(Teleborsa) - Chi si lamenta della
inefficienza nei soccorsi nei confronti dei terremotati del centro Italia, dove si sta verificando una sequela interminabile di scosse, sappia che ci sono delle
responsabilità politiche ed istituzionali ben precise.
In odio a Berlusconi ed ai Grandi Eventi, e soprattutto a quella gigantesca macchina operativa che era divenuta la Protezione civile sotto la direzione di Guido Bertolaso,
il governo Monti varò nel 2012 una riforma strutturale che ne ha modificato dimensioni, organizzazione e risorse. Anche le procedure devono essere adeguate: quando sei in emergenza, devi avere pronta una lista di ditte accreditate e chiamarle senza sosta, l’una dopo l’altra, per assicurarsi immediatamente ciò che serve. Ma bisogna avere il potere di farlo ed il denaro.
La scusa, nel 2012, fu montata ad arte dai soliti giornaloni: era il potere immenso di cui la protezione civile disponeva e la opacità delle procedure operative, dove si annidavano sperperi e loschi figuri. Ed al solito,
invece di colpire duramente i responsabili si è demolita una istituzione.

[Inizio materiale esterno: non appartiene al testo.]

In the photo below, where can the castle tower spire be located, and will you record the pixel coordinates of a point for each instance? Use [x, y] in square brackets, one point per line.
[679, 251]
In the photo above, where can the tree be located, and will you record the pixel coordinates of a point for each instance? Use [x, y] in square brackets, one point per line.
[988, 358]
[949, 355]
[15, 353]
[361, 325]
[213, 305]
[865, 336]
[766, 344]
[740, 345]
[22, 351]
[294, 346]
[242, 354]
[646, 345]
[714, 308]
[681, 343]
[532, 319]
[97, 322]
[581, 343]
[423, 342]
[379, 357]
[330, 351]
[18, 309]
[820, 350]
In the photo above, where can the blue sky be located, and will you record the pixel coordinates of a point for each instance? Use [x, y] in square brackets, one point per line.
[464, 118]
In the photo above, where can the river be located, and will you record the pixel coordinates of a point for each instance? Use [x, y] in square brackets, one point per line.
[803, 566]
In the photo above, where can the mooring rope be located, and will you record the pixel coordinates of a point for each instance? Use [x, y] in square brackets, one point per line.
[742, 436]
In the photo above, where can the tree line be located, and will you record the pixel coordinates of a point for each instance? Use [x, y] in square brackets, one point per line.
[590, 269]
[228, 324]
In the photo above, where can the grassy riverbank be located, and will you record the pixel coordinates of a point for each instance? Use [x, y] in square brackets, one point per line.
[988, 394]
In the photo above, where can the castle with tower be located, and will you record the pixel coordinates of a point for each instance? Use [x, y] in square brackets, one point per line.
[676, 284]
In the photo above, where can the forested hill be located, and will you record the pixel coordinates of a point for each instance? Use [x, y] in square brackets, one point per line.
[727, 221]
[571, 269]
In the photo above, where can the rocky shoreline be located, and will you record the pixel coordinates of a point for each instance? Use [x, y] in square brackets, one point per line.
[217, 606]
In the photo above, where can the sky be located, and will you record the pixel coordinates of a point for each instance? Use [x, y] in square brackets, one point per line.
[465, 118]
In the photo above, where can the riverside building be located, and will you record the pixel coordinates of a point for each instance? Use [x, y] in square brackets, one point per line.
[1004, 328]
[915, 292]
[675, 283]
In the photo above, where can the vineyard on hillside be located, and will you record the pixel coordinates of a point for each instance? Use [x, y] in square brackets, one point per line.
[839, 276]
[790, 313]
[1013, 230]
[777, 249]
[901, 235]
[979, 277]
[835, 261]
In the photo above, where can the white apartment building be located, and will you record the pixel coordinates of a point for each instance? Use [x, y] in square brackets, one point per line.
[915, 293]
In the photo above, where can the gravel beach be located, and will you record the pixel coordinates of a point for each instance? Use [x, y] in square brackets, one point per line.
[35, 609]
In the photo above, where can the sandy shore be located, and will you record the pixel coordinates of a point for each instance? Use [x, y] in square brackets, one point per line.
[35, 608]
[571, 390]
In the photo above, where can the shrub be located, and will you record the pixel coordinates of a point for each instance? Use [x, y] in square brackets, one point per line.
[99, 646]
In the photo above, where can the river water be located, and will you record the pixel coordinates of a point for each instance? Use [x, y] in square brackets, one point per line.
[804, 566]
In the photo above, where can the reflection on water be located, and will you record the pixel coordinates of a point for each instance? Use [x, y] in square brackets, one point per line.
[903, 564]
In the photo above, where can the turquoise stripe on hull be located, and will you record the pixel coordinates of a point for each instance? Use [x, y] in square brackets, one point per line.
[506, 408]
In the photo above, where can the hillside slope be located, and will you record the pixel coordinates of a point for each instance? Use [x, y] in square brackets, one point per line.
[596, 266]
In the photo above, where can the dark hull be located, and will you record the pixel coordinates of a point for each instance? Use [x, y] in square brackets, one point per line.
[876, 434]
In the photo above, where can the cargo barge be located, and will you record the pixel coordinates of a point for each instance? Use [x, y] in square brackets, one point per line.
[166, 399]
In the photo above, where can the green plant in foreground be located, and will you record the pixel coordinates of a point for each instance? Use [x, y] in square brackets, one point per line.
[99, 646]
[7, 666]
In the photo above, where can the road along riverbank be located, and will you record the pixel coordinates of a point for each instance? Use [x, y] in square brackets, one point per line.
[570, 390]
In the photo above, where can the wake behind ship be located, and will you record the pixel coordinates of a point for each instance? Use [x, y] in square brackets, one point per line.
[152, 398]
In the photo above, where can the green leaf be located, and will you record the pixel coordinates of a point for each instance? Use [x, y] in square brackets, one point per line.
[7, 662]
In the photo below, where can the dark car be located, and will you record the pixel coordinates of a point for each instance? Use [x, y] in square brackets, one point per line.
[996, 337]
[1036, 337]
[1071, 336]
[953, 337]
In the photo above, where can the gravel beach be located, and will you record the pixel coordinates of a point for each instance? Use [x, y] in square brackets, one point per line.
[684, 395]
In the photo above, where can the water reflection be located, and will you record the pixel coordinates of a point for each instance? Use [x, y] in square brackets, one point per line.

Delle tante inchieste giudiziarie non se ne è saputo gran che, ma gli effetti della riforma oggi impediscono alla Protezione Civile di utilizzare i precedenti poteri di ordinanza che superavano le procedure e consentivano di agire con immediatezza e maggiori vincolo che
ritardano l'azione.
La Riforma Monti non è quindi risultata funzionale per gestire le emergenze. Il Governo Renzi, a seguito del primo violento terremoto dell'agosto scorso, ha nominato un
Commissario alla ricostruzione con compiti sulla situazione del post terremoto. Ma le scosse sono continuate e così la ricostruzione del Commissario Errani e la gestione dell'emergenza affidata al Capo della Protezione Civile Fabrizio Curcio sono finite per sovrapporsi, generando anche interferenze. Vasco Errani, infatti, doveva accelerare, ma non poteva agire, visto che non si può ricostruire prima che si sia stabilizzata la situazione del territorio, visto che le scosse demolitrici continuano, nuove faglie si aprono ed altre comunità vengono colpite.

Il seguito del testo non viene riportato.